Geiseric's Vandals and Alans, however, had their own plans, and aimed to conquer the African provinces outright. Their possession of Mauretania Caesariensis, Mauretania Sitifensis and most of Numidia was recognized in 435 by the Western Roman court, but this was only a temporary expedient. Warfare soon recommenced, and in October 439, the capital of Africa, Carthage, fell to the Vandals. In 442, another treaty exchanged the provinces hitherto held by the Vandals with the core of the African diocese, the rich provinces of Zeugitana and Byzacena, which the Vandals received no longer as foederati of the Empire, but as their own possessions. These events marked the foundation of the Vandalic Kingdom, as the Vandals made Carthage their capital and settled around it.
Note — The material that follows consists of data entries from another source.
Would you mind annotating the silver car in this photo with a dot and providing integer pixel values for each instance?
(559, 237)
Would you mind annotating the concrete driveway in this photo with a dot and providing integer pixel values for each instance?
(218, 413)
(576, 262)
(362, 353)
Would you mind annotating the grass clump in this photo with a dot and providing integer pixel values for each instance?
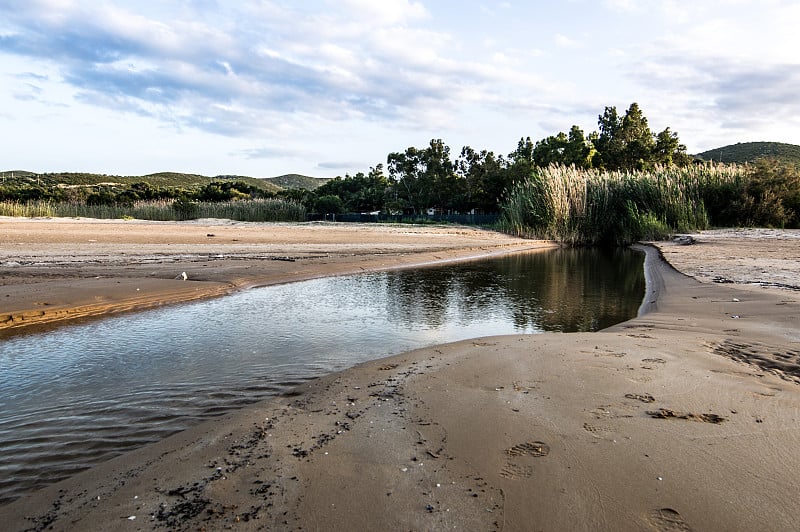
(591, 207)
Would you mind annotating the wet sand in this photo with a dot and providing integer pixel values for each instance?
(684, 418)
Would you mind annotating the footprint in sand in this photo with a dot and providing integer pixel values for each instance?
(516, 472)
(668, 520)
(643, 397)
(649, 363)
(515, 467)
(595, 431)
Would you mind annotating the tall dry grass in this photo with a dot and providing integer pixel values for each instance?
(587, 207)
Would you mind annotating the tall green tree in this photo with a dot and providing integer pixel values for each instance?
(485, 178)
(423, 178)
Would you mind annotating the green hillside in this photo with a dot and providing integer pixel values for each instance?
(297, 181)
(160, 179)
(746, 152)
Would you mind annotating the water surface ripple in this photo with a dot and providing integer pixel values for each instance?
(78, 394)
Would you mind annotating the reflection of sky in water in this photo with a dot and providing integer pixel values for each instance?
(151, 373)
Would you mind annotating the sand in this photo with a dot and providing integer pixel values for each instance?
(684, 418)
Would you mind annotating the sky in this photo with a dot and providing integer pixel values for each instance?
(325, 88)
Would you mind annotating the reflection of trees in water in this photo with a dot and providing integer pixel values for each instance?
(559, 290)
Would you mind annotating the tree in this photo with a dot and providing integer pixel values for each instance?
(609, 141)
(669, 150)
(329, 204)
(521, 161)
(484, 179)
(626, 143)
(423, 178)
(637, 140)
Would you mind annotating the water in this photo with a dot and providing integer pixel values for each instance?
(79, 394)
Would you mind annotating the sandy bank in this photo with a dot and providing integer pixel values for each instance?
(685, 418)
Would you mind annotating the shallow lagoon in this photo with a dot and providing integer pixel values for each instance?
(79, 394)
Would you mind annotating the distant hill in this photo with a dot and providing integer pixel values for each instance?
(160, 179)
(747, 152)
(297, 181)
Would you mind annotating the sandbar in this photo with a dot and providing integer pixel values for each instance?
(683, 418)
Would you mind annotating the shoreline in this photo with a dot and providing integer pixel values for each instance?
(73, 276)
(684, 417)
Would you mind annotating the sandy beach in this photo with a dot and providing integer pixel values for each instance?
(684, 418)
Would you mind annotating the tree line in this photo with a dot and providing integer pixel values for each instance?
(475, 181)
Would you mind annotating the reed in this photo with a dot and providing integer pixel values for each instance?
(256, 210)
(587, 207)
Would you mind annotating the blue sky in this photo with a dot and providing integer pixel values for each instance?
(324, 87)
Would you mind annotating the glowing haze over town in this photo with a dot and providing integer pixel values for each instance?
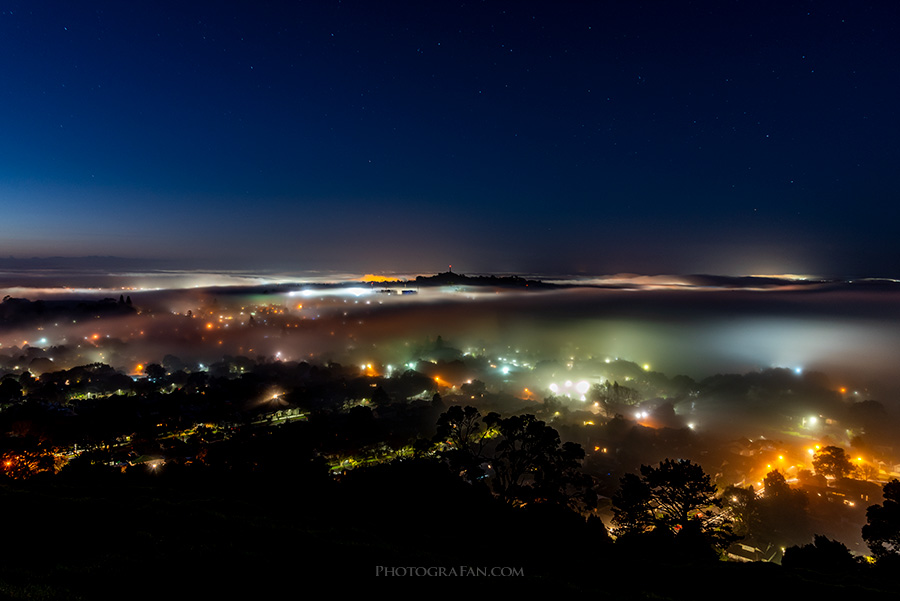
(667, 230)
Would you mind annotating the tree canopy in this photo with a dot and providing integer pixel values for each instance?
(832, 461)
(882, 529)
(676, 496)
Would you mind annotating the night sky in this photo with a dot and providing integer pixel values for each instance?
(538, 137)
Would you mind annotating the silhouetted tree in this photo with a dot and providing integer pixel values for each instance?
(822, 555)
(466, 434)
(882, 529)
(832, 461)
(677, 496)
(530, 464)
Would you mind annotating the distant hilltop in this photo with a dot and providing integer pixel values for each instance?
(448, 278)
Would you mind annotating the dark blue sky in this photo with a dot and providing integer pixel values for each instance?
(578, 137)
Although the Vandals thus gained control of the lucrative African grain trade with Italy, they also launched raids on the coasts of the Mediterranean that ranged as far as the Aegean Sea and culminated in their sack of Rome itself in 455, which allegedly lasted for two weeks. Taking advantage of the chaos that followed Valentinian's death in 455, Geiseric then regained control—albeit rather tenuous—of the Mauretanian provinces, and with his fleet took over Sardinia, Corsica and the Balearic Islands. Sicily barely escaped the same fate through the presence there of Ricimer.

Throughout this period, the Vandals survived several Roman attempts at a counterstrike: the Eastern Roman general Aspar had led an unsuccessful expedition in 431, an expedition assembled by the Western emperor Majorian off the coast of Spain in 460 was scattered or captured by the Vandals before it could set sail, and finally, in 468, Geiseric defeated a huge joint expedition by both western and eastern empires under Basiliscus. In the aftermath of this disaster, and following further Vandal raids against the shores of Greece, the eastern emperor Zeno concluded a "perpetual peace" with Geiseric (474/476).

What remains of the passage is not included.